# NDS R4/M3 Simply Forum



## teapea (Jan 8, 2007)

since they are both pretty much identical - will have the same skins and the same homebrew compatibility (as well as there now being a way to use each others firmware on each card) 

would it make sense to make the R4 sub forum an R4/M3 Simply forum? 

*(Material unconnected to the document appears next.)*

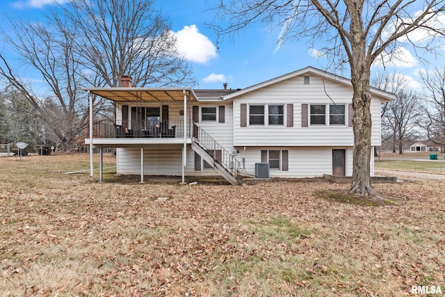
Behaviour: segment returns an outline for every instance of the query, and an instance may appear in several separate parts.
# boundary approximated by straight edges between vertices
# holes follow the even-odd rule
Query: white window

a lot of info is being repeated in both - and 1 central forum for homebrew questions, as well as skins might make more sense?


----------



## AionSkull (Jan 21, 2007)

Oh good, im glad this is allready here. I second the motion, or something.
but possably the R4 forum should be renamed to R4/M3 Simply, so discussions about other M3 hardware still have a place. 
I brought this up over in the M3 forum... 
http://gbatemp.net/index.php?showtopic=427...25&#entry545325


----------



## mcbey (Jan 21, 2007)

i'll third it


----------



## CatScam (Jan 21, 2007)

I agree, all these 2 sections are doing is contributing to the same question again & again.
Not to mention giving the whiners a place to cry *“Do a search”*


----------



## cory1492 (Jan 21, 2007)

QUOTE(CatScam @ Jan 21 2007 said:


> I agree, all these 2 sections are doing is contributing to the same question again & again.
> Not to mention giving the whiners a place to cry *“Do a search”*


Do a searh, nobody is complaining...


----------



## AionSkull (Jan 21, 2007)

QUOTE(cory1492 @ Jan 21 2007 said:


> QUOTE(CatScam @ Jan 21 2007 said:
> 
> 
> > I agree, all these 2 sections are doing is contributing to the same question again & again.
> ...



im lost... what?
I agree with CatScam
I am confused by cory.


----------



## Katalyst (Jan 22, 2007)

QUOTE(AionSkull @ Jan 21 2007 said:


> QUOTE(cory1492 @ Jan 21 2007 said:
> 
> 
> > QUOTE(CatScam @ Jan 21 2007 said:
> ...


Tis simple. Just do a barrel roll, then do a search.


----------



## AionSkull (Jan 22, 2007)

awesome.


----------



## R-Unit 4 (Jan 22, 2007)

Agreed


----------



## Psyfira (Jan 22, 2007)

I think it's fine as it is. The two products are the same now, but there might be more significant differences between the two in the future.


----------



## FAST6191 (Jan 22, 2007)

I agree with Psyfira and seen as they are now seperate again...., although I will say I wish people would post things like new/updated DLDI enabled homebrew news and in the rom hacking/development section rather than the r4 one.


----------



## AionSkull (Jan 22, 2007)

yes but they will still be the same hardware... just becuase they have removed the solder point doesnt change anything (they are just hideing it, and it will porbably only be a matter of time before we find a way around it anyhow).... most people wont be soldering them anyways.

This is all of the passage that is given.